Official announcement to come later today

By Jim McLean, KHI News Service, February 16, 2011

TOPEKA — Kansas is getting a $31.5 million federal grant to design the backbone technology needed to operate the insurance purchasing exchange it must establish to comply with the federal health reform law.

A U.S. Department of Health and Human Services official who asked not to be named because the official announcement of the award will come later today, confirmed late Tuesday that Kansas is among seven states receiving "early innovator" grants.

Maryland, New York, Oklahoma, Oregon, Wisconsin and a consortium led by Massachusetts are the others.

The agency has scheduled a formal announcement for 1 p.m. this afternoon.

"I think it will shine a very nice light on Kansas in terms of our capacity to create the IT (information technology) infrastructure that’s needed to run these exchanges," said Kansas Insurance Commissioner Sandy Praeger after learning Kansas was in the running.

The reform law requires that the purchasing exchange be up and running by 2014. Kansans will use the Web-based exchange to purchase private health plans that meet federal coverage requirements, which are still being developed.

The Kansas Insurance Department originally requested $21 million but that figure was increased during negotiations with HHS in order to cover the anticipated costs of completing a new Medicaid enrollment system being developed by the Kansas Health Policy Authority and adapting it to work with the purchasing exchange.

The Medicaid eligibility system, known as KMED, is being developed using a $40 million grant awarded in 2009 by another federal agency, the Health Resources and Services Administration.

Last minute hurdles

Last week, HHS asked Insurance Commissioner Sandy Praeger to obtain assurances from Gov. Sam Brownback, who opposes the reform law, that Kansas would proceed with its exchange planning and that she would administer the grant, if it were awarded.

Brownback provided Praeger with a letter Friday that she shared with HHS officials. It said he would allow implementation of the Affordable Care Act to proceed pending a decision by the U.S. Supreme Court on the law’s constitutionality and that the insurance department would be in charge of administering the innovation grant and two previous ones.

The HHS official who confirmed Kansas’ selection said states receiving early innovator grants were in an "advanced state of readiness" to use the money for developing new Medicaid enrollment systems and to adapt them for use in the exchanges. The systems would be used, in part, to determine who among the millions of people expected to purchase health insurance through the exchanges are eligible for federal subsidies.

Kansans with incomes between 100 percent and 400 percent of the federal poverty level — $22,050 to $88,200 for a family of four — will be eligible on a sliding scale for federal subsidies to help them purchase private insurance through the exchange and pay for costs not covered by their plans. More than half of Kansans are thought to live in families that would be eligible for some level of subsidy.

Hire an IT consultant

Linda Sheppard of the Kansas Insurance Department said late Tuesday the department had not been officially notified it would receive the grant. But if the money is awarded, she said it would initially be used to hire an IT consultant to guide the process of adapting the Medicaid enrollment system to the needs of the exchange.

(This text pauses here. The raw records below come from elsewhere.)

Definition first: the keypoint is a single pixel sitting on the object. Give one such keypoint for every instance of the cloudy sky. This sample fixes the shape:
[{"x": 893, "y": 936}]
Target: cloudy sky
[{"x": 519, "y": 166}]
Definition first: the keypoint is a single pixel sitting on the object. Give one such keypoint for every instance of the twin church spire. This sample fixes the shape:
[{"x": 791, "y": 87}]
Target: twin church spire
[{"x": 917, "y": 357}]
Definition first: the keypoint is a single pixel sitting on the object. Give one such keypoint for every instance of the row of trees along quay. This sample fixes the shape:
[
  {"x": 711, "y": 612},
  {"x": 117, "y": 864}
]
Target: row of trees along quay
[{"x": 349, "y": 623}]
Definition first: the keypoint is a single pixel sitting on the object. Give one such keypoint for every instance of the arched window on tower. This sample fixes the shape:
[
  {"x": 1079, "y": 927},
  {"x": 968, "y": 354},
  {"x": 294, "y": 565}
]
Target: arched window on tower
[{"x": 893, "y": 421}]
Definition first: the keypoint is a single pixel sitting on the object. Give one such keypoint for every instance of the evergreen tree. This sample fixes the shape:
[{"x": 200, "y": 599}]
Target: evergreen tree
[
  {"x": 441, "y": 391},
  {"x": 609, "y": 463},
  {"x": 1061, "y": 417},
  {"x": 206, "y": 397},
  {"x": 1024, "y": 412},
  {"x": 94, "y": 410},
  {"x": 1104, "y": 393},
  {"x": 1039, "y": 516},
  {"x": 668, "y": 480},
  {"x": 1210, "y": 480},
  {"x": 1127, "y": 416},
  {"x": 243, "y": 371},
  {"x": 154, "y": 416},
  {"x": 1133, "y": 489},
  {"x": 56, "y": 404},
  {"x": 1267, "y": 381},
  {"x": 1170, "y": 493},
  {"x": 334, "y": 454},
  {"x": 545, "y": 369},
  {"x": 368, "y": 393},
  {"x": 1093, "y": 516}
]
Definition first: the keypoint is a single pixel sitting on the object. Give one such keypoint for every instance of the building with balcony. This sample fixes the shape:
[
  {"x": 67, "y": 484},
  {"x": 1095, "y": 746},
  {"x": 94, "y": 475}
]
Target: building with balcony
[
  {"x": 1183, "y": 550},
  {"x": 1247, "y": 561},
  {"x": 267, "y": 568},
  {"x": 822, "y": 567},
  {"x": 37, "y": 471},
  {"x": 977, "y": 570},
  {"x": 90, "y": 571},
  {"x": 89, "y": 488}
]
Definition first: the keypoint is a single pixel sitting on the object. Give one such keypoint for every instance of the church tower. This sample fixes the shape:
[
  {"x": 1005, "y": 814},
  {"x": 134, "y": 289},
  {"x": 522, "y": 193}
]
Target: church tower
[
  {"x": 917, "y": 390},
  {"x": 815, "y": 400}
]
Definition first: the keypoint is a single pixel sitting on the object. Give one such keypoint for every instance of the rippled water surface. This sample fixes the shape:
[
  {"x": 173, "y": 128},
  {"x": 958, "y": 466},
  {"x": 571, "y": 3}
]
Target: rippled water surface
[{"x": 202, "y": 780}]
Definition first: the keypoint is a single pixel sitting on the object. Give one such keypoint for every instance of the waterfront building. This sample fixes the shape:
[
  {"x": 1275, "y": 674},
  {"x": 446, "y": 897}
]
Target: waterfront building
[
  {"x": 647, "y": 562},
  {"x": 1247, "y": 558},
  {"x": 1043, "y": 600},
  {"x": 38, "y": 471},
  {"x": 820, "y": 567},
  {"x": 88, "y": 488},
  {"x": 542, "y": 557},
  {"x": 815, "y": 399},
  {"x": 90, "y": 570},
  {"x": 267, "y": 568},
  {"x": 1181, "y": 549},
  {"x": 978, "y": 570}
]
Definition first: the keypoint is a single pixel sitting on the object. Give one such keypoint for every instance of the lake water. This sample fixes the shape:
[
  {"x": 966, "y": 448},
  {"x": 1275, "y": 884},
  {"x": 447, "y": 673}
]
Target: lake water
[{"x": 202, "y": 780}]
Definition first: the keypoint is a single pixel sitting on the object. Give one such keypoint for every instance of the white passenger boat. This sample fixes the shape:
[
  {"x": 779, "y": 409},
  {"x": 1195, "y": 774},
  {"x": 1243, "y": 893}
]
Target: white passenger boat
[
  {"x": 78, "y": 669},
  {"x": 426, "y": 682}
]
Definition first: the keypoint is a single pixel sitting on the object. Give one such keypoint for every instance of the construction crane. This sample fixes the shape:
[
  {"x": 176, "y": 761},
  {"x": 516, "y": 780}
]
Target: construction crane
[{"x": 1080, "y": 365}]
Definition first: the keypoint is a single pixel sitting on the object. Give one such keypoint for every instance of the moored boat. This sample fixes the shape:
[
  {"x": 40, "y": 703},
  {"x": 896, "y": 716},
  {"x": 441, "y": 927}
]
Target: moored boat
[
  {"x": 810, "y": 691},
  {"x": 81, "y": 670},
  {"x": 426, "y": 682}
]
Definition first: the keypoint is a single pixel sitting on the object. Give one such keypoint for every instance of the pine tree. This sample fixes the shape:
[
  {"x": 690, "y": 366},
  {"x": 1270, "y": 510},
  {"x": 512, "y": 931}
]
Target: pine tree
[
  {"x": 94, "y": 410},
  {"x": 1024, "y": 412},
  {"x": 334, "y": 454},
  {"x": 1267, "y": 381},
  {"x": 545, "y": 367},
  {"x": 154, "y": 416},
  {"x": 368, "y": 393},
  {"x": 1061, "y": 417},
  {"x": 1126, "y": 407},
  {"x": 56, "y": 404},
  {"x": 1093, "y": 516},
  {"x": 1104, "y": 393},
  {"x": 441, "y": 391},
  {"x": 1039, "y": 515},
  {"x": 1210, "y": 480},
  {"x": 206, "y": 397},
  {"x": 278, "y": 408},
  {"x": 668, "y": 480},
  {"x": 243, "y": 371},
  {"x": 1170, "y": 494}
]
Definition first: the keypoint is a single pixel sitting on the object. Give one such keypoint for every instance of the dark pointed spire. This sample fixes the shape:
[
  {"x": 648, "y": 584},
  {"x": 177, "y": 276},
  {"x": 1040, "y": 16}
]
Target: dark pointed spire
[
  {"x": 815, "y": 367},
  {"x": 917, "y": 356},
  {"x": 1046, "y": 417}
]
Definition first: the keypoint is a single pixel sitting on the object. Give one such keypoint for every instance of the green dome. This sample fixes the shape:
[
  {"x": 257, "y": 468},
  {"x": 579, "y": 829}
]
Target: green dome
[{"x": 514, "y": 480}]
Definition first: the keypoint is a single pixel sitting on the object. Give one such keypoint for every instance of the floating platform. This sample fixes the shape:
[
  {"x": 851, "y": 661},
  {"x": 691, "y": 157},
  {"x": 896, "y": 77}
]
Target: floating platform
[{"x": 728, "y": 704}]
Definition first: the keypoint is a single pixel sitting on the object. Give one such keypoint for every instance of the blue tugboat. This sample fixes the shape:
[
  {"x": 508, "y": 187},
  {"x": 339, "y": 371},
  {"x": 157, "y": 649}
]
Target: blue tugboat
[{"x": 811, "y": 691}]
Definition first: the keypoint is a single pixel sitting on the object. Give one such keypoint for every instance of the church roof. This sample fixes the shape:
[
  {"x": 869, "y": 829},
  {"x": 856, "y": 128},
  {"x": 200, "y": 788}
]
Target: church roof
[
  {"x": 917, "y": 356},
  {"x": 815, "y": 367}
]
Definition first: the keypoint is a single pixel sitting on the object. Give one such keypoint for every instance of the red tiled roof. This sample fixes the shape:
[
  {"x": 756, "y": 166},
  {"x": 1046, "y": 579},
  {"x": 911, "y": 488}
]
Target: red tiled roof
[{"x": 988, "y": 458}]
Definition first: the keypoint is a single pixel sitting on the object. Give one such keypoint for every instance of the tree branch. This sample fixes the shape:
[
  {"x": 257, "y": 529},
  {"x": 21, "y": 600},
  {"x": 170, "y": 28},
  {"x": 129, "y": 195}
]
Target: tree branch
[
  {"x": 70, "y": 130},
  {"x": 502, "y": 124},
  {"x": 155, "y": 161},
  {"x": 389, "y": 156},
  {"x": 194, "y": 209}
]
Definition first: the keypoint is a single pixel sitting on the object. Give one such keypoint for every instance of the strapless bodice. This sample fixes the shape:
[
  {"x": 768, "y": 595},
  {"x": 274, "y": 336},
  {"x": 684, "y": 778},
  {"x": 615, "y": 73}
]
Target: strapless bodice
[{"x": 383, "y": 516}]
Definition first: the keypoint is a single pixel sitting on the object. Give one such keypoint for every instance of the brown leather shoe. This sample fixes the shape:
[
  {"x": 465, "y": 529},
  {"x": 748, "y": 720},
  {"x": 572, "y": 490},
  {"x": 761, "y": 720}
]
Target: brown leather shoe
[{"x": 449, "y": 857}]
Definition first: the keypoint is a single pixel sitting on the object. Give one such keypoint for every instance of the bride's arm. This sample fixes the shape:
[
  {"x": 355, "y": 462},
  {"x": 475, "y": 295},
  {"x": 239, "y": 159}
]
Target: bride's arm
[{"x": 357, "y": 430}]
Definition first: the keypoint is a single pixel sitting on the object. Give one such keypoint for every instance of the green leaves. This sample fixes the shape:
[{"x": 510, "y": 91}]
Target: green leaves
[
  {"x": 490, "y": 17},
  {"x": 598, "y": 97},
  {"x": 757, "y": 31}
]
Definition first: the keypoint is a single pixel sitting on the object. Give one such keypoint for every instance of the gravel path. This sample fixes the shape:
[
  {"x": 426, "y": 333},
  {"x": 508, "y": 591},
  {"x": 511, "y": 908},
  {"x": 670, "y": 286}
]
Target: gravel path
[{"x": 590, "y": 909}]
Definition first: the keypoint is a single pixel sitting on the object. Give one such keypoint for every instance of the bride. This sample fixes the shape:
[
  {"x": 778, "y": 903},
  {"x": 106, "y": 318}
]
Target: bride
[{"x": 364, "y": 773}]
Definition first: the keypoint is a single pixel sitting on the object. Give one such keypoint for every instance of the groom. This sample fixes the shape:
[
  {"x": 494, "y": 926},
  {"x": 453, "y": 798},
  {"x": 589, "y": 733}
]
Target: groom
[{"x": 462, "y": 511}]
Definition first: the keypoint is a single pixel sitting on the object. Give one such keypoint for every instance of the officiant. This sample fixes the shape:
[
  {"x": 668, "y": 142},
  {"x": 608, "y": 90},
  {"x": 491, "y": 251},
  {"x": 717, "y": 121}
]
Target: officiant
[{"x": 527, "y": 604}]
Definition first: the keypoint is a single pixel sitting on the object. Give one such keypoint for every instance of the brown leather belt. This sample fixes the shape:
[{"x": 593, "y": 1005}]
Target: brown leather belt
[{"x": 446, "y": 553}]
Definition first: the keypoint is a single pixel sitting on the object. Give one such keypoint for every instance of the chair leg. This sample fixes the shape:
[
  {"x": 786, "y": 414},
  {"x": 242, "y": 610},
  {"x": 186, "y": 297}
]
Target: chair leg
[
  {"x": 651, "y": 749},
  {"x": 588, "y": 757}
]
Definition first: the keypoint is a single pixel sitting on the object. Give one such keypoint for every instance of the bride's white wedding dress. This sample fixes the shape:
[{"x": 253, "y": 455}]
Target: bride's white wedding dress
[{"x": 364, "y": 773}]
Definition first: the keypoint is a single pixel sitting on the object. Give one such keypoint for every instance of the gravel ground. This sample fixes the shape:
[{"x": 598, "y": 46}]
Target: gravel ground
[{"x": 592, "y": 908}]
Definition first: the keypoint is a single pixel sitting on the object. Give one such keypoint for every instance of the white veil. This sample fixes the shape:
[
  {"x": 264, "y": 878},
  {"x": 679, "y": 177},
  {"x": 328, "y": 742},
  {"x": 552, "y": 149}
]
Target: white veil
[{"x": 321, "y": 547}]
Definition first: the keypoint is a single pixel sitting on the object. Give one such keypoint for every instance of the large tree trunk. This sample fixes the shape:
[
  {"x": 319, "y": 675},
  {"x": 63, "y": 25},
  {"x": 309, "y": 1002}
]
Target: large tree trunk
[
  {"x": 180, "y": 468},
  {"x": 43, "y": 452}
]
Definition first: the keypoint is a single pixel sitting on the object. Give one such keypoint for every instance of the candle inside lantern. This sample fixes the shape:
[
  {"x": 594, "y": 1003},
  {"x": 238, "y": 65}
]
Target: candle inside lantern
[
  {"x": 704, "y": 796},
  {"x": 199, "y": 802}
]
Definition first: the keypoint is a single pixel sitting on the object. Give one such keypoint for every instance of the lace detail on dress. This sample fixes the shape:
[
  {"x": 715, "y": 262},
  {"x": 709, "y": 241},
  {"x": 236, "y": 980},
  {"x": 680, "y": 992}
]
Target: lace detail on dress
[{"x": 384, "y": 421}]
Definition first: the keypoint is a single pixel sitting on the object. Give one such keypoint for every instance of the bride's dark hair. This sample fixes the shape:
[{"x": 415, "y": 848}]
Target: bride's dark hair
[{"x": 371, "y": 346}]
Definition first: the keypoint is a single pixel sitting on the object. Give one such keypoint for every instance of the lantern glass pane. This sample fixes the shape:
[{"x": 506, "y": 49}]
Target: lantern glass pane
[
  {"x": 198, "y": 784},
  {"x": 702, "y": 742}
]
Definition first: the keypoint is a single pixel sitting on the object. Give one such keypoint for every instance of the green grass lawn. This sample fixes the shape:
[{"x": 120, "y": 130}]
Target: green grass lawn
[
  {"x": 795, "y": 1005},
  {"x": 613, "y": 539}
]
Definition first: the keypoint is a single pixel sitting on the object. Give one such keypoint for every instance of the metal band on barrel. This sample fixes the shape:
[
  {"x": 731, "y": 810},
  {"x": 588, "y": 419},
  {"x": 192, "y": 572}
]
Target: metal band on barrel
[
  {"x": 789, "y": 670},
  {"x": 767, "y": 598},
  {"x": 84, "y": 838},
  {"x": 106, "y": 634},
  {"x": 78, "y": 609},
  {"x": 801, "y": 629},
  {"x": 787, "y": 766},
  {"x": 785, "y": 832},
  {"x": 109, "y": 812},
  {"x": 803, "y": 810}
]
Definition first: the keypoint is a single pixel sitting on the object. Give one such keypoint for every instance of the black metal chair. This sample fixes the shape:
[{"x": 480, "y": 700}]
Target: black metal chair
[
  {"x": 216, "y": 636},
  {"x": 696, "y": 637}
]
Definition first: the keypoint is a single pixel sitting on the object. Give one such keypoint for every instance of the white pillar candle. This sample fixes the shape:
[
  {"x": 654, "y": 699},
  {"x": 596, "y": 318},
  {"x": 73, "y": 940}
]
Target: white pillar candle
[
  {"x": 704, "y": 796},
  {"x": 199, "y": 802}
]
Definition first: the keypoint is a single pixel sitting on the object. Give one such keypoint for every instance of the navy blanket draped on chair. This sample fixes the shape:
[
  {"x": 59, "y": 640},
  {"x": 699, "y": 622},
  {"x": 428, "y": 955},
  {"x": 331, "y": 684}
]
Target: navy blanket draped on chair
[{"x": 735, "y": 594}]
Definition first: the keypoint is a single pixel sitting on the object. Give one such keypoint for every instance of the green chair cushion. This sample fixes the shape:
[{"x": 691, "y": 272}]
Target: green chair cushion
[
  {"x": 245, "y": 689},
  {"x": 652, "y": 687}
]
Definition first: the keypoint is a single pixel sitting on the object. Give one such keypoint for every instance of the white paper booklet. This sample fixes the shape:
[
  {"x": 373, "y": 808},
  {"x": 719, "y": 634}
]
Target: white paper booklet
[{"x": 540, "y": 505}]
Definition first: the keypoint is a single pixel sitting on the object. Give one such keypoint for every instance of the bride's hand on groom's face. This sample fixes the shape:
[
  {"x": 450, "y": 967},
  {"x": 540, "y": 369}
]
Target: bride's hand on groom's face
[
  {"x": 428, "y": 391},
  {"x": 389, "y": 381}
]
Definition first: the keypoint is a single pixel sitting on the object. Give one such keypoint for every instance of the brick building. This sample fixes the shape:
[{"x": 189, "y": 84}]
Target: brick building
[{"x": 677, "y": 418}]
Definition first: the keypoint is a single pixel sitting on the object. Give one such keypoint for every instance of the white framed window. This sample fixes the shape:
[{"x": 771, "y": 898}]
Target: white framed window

"Kansas did have an advantage in the fact that KHPA had already started to work on that new eligibility system because this would not have been possible with the system that we’ve had in place in Kansas for some period of time," Sheppard said.

Praeger said "early innovator" states are supposed to serve as models for others. She said it’s possible other states would decide to pay to use the Kansas’ system to operate their own exchanges.

"If other states decided to buy into our system, they would still operate their own exchange with their own rules, they would just use our technology," she said.

(Cathy McNorton helped collect information for this report.)